Introduction to Recommendations with Map-Reduce and mrjob

Thursday, August 23, 2012

Hi all,

In this post I will present how can we use map-reduce programming model for making recommendations.   Recommender systems are quite popular among shopping sites and social network thee days. How do they do it ?   Generally, the user interaction data available from items and products in shopping sites and social networks are enough information to build a recommendation engine using classic techniques such as Collaborative Filtering.

Why Map-Reduce ?

MapReduce is a framework originally developed at Google that allows easy large scale distributed computing across a number of domains. Apache Hadoop is an open source implementation of it.  It scales well to many thousands of nodes and can handle petabytes of data. For recommendations where we have to find the similar products to a product you are interested at , we must calculate how similar pairs of items are. For instance, if someone watches the movie Matrix, the recommender would suggest the film Blade Runner. So we need to compute the similarity between two movies. One way is to find correlation between pairs of items.  But if you own a shopping site, which has 500,00 products, potentially we would have to compute over 250 billion computations. Besides the computation, the correlation data will be sparse, because it's unlikely that every pair of items will have some user interested in them. So we have a large and sparse dataset. And we have also to deal with temporal aspect since the user interest in products changes with time, so we need the correlation calculation done periodically so that the results are up to date.  For these reason the best way to handle with this scenarion and problem is going after a divide and conquer pattern, and MapReduce is a powerful framework and can be used to implement data mining algorithms.  You can take a look at this post about MapReduce or go to these video classes about Hadoop.

Map-Reduce Architecture

Meeting mrjob

mrjob is a Python package that helps you write and run Hadoop Streaming jobs. It supports Amazon's Elastic MapReduce(EMR) and it also works with your own Hadoop cluster.  It has been released as an open-source framework by Yelp and we will use it as interface for Hadoop since its legibility and ease to handle with MapReduce tasks.  Check this link to see how to to download and use it.

Movie Similarities

Imagine that you own a online movie business, and you want to suggest for your clients movie recommendations.  Your system runs a rating system, that is, people can rate movies with 1 to 5 starts, and we will assume for simplicity that all of the ratings are stored in a csv file somewhere.
Our goal is to calculate how similar pairs of movies are, so that we recommend movies similar to movies you liked.  Using the correlation we can:

  • For every pair of movies A and B, find all the people  who rated botha A and B.
  • Use these ratings to form a Movie A vector and a Movie B vector.
  • Calculate the correlation between those two vectors
  • When someone watches a movie, you can recommend the movies most correlated with it

So the first step is to get our movies file which has three columns:  (user, movie, rating). For this task we will use the MovieLens Dataset of Movie Ratings with 10.000 ratings from 1000 users on 1700 movies (you can download it at this link).

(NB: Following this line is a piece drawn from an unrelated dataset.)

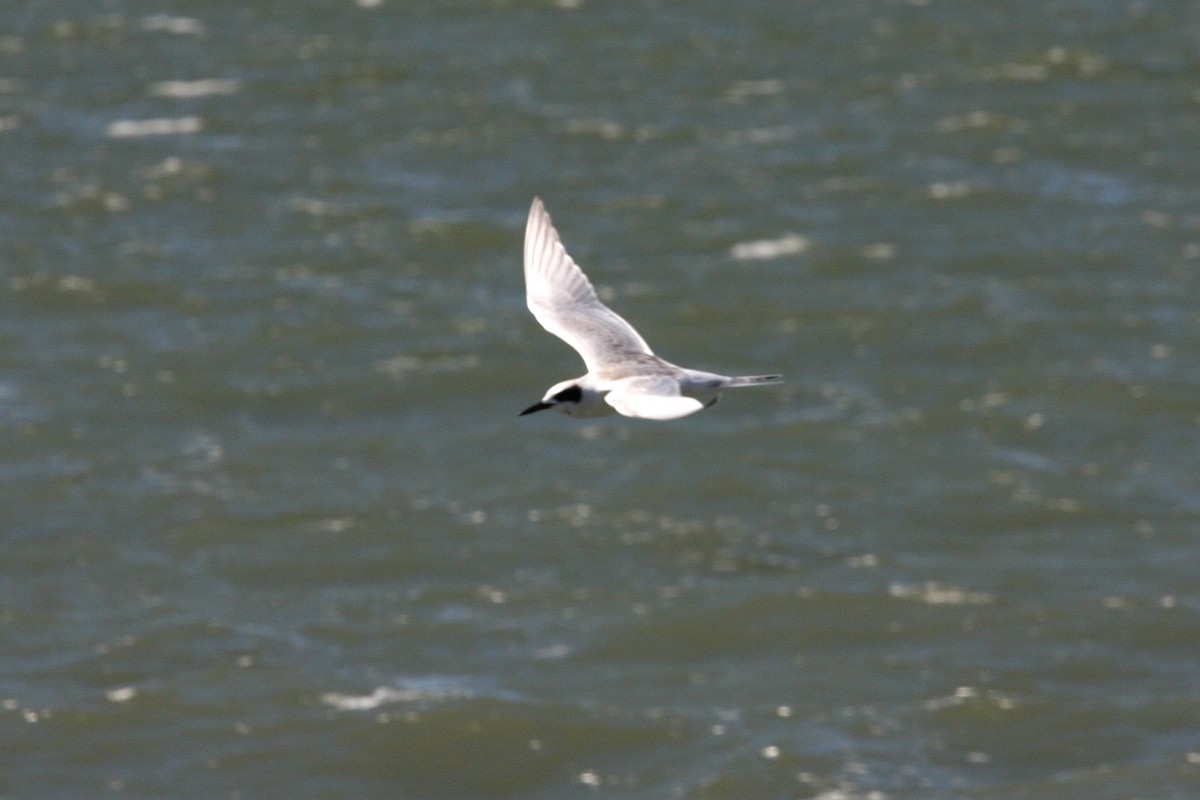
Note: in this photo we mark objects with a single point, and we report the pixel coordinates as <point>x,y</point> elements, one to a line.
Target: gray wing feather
<point>562,299</point>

Here it is a sample of the dataset file after normalized.

So let's start by reading the ratings into the MovieSimilarities job.

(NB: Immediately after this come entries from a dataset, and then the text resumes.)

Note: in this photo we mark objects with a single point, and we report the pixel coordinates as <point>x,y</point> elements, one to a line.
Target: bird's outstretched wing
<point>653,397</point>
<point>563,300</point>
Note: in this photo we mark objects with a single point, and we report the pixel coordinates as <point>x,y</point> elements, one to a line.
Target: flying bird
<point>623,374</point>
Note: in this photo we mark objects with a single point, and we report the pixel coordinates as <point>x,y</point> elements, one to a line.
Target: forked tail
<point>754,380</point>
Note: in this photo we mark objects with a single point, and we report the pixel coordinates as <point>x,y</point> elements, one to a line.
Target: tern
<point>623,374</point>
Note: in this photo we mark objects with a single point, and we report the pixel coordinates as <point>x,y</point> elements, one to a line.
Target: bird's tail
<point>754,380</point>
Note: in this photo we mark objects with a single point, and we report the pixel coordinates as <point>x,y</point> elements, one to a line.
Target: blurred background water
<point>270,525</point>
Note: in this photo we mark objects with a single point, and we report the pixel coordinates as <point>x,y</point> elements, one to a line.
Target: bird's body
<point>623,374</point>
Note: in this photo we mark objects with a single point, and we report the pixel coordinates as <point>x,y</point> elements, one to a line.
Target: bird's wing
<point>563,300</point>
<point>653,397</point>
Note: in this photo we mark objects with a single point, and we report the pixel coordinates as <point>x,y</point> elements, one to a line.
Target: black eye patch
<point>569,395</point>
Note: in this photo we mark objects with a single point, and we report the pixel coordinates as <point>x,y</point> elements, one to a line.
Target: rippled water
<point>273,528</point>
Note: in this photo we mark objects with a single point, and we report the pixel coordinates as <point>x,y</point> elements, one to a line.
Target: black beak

You want to compute how similar pairs of movies are, so that if someone watches the movie The Matrix, you can recommend movies like BladeRunner. So how should you define the similarity between two movies ?

One possibility is to compute their correlation. The basic idea behind it is for every pair of movies A and B, find all the people who rated both A and B. Use these ratings to form a Movie A vector and a Movie B vector.  Then, calculate the correlation between these two vectors.  Now when someone watches a movie, you can now recommend him the movies most correlated with it.

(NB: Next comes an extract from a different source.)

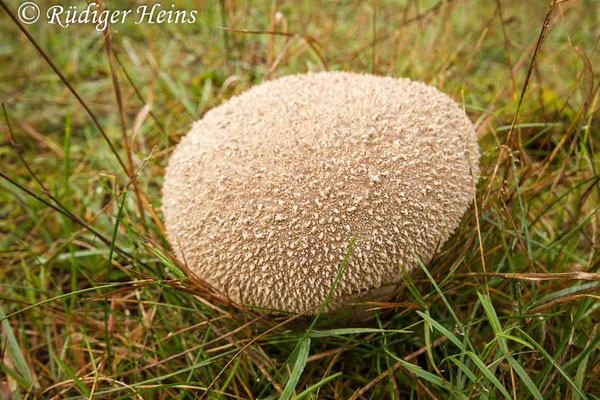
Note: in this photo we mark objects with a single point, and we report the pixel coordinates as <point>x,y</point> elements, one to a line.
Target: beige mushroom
<point>262,197</point>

So let's divide to conquer. Our first task is for each user, emit a row containing their 'postings' (item, rating). And for reducer, emit the user rating sum and count for use later steps.

Before using these rating pairs to calculate correlation,  let's see how we can compute it.  We know that they can be formed as vectors of ratings, so we can use linear algebra to perform norms and dot products, as alo to compute the length of each vector or the sum over all elements in each vector. By representing them as matrices, we can perform several operations on those movies.
To summarize, each row in calculate similarity will compute the number of people who rated both movie and movie2 , the sum over all elements in each ratings vectors (sum_x, sum_y) and the squared sum of each vector (sum_xx, sum__yy). So  we can now can calculate the correlation between the movies. The correlation can be expressed as:

So that's it! Now the last step of the job that will sort the top-correlated items for each item and print it to the output.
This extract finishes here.